Difficile d'anticiper les conséquences concrètes de ces décisions dans un pays où personne ne reconnaît la légitimité de personne.

M. Guaido lui-même a affirmé que "rien" ne l'arrêterait, bien qu'en théorie il puisse être interpellé à tout moment par les autorités.

Arrêter Guaido "serait une très grave erreur, peut-être la dernière (erreur) du régime" de Maduro, a prévenu vendredi Elliott Abrams, représentant spécial américain pour la crise vénézuélienne, dans un entretien à la chaîne NTN24.

"La réaction, je vous l'assure, sera très forte, nous avons des plans", a-t-il ajouté sans plus de détails.

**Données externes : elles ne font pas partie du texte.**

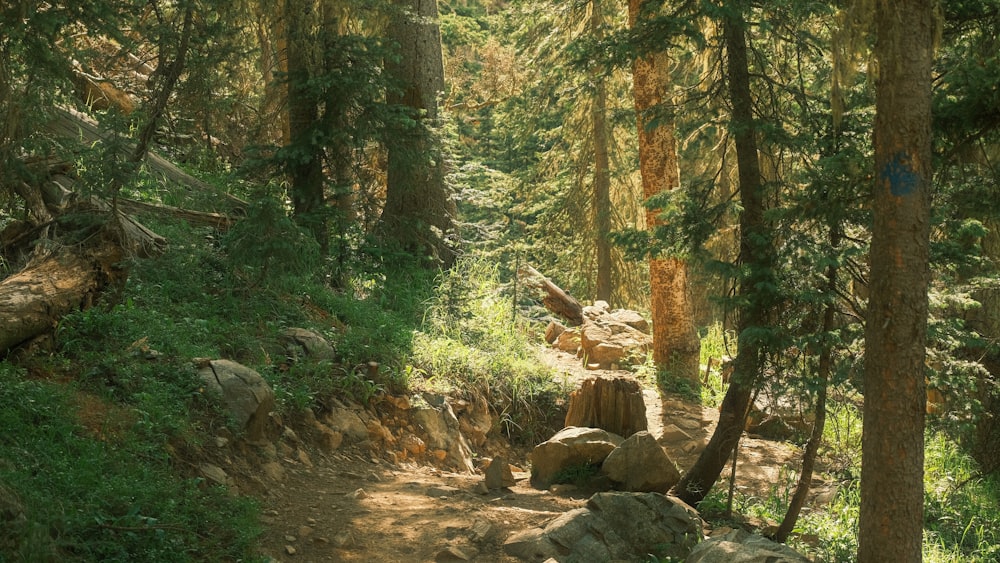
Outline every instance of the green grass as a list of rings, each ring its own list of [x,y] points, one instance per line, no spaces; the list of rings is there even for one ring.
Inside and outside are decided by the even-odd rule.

Le gouvernement de Donald Trump n'exclut pas d'intervenir au Venezuela, pays qui compte les plus grandes réserves de pétrole de la planète, tandis que M. Guaido songe à demander au Parlement d'autoriser une opération militaire étrangère.

Ces manifestations ont lieu alors que le Venezuela a vécu sa pire panne d'électricité au début du mois de mars. Et depuis une dizaine de jours, des coupures de courant intermittentes plongent le pays dans le noir à intervalles réguliers et créent de graves problèmes de distribution d'eau. Les pompes à eau des habitations et des immeubles, qui fonctionnent à l'électricité, se retrouvent à l'arrêt.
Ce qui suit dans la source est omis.